Hi there (Hi Scott! :))
I'm trying to eliminate the need for a custom DomSerializer in the XWiki project, see https://github.com/xwiki/xwiki-commons/blob/master/xwiki-commons-core/xwiki-commons-xml/src/main/java/org/xwiki/xml/internal/html/XWikiDOMSerializer.java
When I try to use the DomSerializer from HTML Cleaner, I have the following errors when running the XWiki test suite for CDATA.
Input:
<script type="text/javascript"><![CDATA[ alert("Hello World") ]]></script>
Expected:
<script type="text/javascript">//<![CDATA[ alert("Hello World") //]]></script>
Actual:
<html><head></head><body><script type="text/javascript"><![CDATA[ alert("Hello World") ]]></script></body></html>
Rationale: Generate a javascript comment in front on the CDATA block so that it works in IE and when serving XHTML under a mimetype of HTML.
Some other test related to this use case:
Input:
<script type="text/javascript">//<![CDATA[ alert("Hello World") //]]></script>
Expected:
<script type="text/javascript">//<![CDATA[ alert("Hello World") //]]></script>
Rationale: Verify that // are kept.
Input:
<script type="text/javascript">/*<![CDATA[*/ alert("Hello World") /*]]>*/</script>
Expected:
<script type="text/javascript">//<![CDATA[ alert("Hello World") //]]></script>
Rationale: normalize the JS comment
Input:
<script type="text/javascript"> /*<![CDATA[*/ function escapeForXML(origtext) { return origtext.replace(/\\&/g,'&'+'amp;').replace(/</g,'&'+'lt;') .replace(/>/g,'&'+'gt;').replace(/\'/g,'&'+'apos;') .replace(/\"/g,'&'+'quot;');} /*]]>*/ </script>
Expected:
<script type="text/javascript"> //<![CDATA[ function escapeForXML(origtext) { return origtext.replace(/\\&/g,'&'+'amp;').replace(/</g,'&'+'lt;') .replace(/>/g,'&'+'gt;').replace(/\'/g,'&'+'apos;') .replace(/\"/g,'&'+'quot;');} //]]> </script>
Rationale: Same as above on a more complex use case.
Input:
"<script><></script>
Expected:
<script>//<![CDATA[<>//]]></script>
Actual:
<script><![CDATA[<>]]></script>
Rationale: Same as above, generate JS comments
Input:
<script><></script>
Expected:
<script>//<![CDATA[<>//]]></script>
Actual:
<script><![CDATA[<>]]></script>
Input:
<style type="text/css"><![CDATA[ a { color: red; } ]]></style>
Expected:
<style type="text/css">//<![CDATA[ a { color: red; } //]]></style>
Actual:
<style type="text/css"><![CDATA[ a { color: red; } ]]></style>
It would be so awesome if HTML Cleaner could support those use cases :)
WDYT? Would you agree to support those use cases?
Note that the implementation is in https://github.com/xwiki/xwiki-commons/blob/master/xwiki-commons-core/xwiki-commons-xml/src/main/java/org/xwiki/xml/internal/html/XWikiDOMSerializer.java and you could copy paste that code if you were to agree to support it.
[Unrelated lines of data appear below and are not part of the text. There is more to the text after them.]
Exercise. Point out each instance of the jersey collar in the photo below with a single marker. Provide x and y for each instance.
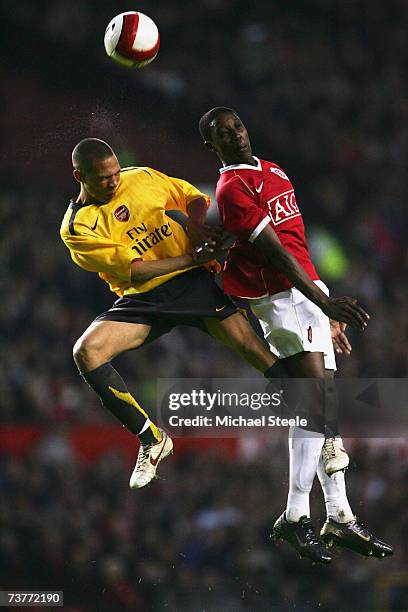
(242, 166)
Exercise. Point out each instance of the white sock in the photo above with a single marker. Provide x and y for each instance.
(335, 496)
(305, 448)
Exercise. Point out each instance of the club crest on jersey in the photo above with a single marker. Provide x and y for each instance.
(122, 213)
(280, 173)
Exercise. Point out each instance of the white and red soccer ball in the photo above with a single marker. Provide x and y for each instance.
(132, 39)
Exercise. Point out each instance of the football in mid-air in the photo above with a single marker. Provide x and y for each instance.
(132, 39)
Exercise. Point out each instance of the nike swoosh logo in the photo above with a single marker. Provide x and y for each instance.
(154, 460)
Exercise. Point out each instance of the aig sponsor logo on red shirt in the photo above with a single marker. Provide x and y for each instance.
(122, 213)
(283, 207)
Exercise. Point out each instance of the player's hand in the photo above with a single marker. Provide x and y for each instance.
(210, 249)
(346, 310)
(201, 233)
(340, 341)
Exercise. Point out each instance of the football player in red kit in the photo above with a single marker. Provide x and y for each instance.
(269, 263)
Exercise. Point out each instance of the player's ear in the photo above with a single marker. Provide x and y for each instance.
(77, 175)
(209, 145)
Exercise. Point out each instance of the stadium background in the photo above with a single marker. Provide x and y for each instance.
(320, 84)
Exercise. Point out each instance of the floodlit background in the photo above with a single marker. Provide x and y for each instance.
(320, 86)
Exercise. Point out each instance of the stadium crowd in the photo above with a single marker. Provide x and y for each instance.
(321, 86)
(196, 540)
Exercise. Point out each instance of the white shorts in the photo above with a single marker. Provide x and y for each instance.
(292, 324)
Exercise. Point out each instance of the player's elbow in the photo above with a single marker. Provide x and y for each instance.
(138, 274)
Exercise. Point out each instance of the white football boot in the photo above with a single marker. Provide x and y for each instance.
(334, 457)
(148, 459)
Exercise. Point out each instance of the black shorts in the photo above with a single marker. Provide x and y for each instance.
(186, 299)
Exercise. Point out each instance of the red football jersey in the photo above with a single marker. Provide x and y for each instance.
(249, 198)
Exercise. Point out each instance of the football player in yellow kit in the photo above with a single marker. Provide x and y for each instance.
(162, 274)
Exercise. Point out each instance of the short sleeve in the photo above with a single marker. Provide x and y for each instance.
(96, 254)
(240, 214)
(180, 192)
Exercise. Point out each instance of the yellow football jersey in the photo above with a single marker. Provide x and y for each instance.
(106, 238)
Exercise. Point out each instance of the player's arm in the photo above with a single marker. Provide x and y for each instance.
(141, 271)
(194, 223)
(343, 309)
(340, 341)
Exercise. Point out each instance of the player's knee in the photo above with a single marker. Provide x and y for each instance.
(86, 350)
(252, 346)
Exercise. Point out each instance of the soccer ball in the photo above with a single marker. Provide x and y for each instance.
(132, 39)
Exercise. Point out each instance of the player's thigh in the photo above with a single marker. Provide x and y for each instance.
(236, 333)
(104, 340)
(306, 365)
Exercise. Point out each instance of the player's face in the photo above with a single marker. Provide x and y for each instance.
(230, 139)
(101, 179)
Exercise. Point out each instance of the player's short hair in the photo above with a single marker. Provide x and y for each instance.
(204, 125)
(88, 150)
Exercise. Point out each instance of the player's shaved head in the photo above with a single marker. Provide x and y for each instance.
(206, 121)
(89, 150)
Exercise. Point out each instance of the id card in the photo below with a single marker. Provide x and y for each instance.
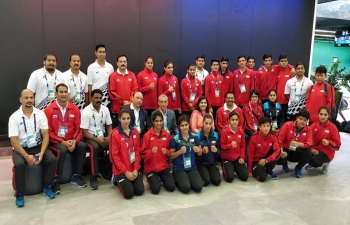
(187, 162)
(62, 131)
(51, 95)
(242, 88)
(192, 97)
(31, 141)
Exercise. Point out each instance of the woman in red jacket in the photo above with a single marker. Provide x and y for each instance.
(155, 152)
(147, 80)
(125, 157)
(326, 141)
(233, 146)
(252, 113)
(169, 85)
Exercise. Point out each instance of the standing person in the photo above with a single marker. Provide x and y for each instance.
(196, 121)
(243, 82)
(155, 152)
(252, 113)
(222, 115)
(319, 94)
(263, 152)
(147, 81)
(66, 136)
(207, 163)
(125, 157)
(169, 85)
(191, 90)
(122, 86)
(214, 87)
(296, 91)
(42, 82)
(273, 110)
(227, 77)
(183, 148)
(98, 74)
(201, 73)
(77, 83)
(29, 136)
(326, 141)
(295, 139)
(96, 124)
(233, 148)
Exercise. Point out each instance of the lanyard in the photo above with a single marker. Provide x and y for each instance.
(24, 124)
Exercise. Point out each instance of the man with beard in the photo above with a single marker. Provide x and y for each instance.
(96, 123)
(77, 83)
(28, 132)
(42, 82)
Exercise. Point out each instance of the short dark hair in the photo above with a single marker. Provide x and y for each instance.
(96, 91)
(100, 46)
(61, 85)
(282, 57)
(321, 69)
(267, 55)
(304, 113)
(49, 54)
(264, 120)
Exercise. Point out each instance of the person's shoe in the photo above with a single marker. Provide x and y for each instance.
(298, 173)
(325, 168)
(19, 200)
(93, 182)
(49, 192)
(56, 187)
(77, 180)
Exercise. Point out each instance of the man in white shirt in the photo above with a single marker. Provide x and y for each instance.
(296, 91)
(42, 82)
(29, 135)
(96, 123)
(77, 83)
(98, 74)
(201, 73)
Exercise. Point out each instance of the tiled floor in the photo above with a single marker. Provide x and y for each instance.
(314, 199)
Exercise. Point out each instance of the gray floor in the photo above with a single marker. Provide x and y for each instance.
(314, 199)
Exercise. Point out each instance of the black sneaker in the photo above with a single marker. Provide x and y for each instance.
(56, 187)
(93, 182)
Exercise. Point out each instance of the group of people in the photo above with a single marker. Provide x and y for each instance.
(174, 133)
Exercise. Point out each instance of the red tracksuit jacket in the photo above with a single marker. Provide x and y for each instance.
(121, 88)
(251, 118)
(259, 146)
(287, 134)
(317, 98)
(190, 85)
(222, 117)
(120, 146)
(212, 82)
(150, 96)
(55, 119)
(155, 162)
(227, 151)
(165, 82)
(246, 78)
(330, 132)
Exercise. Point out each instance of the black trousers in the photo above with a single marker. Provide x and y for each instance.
(260, 172)
(230, 167)
(79, 154)
(49, 162)
(209, 173)
(301, 156)
(165, 176)
(130, 188)
(318, 160)
(187, 179)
However you'd probably want to make it conditional to setting some configuration options.
Thanks a lot
Awesome Scott! I see you've fixed several issues I had raised thanks a lot for that. Eagerly waiting for 2.19 to be out to test it.
Hi Scott. Thanks for working on those. I've upgraded to HC 2.19 and unfortunately I still have the same problem as reported in the comments:
https://sourceforge.net/p/htmlcleaner/bugs/169/#c7e0
https://sourceforge.net/p/htmlcleaner/bugs/169/#6aa0
Also, AFAICS, bug #180 is quite different.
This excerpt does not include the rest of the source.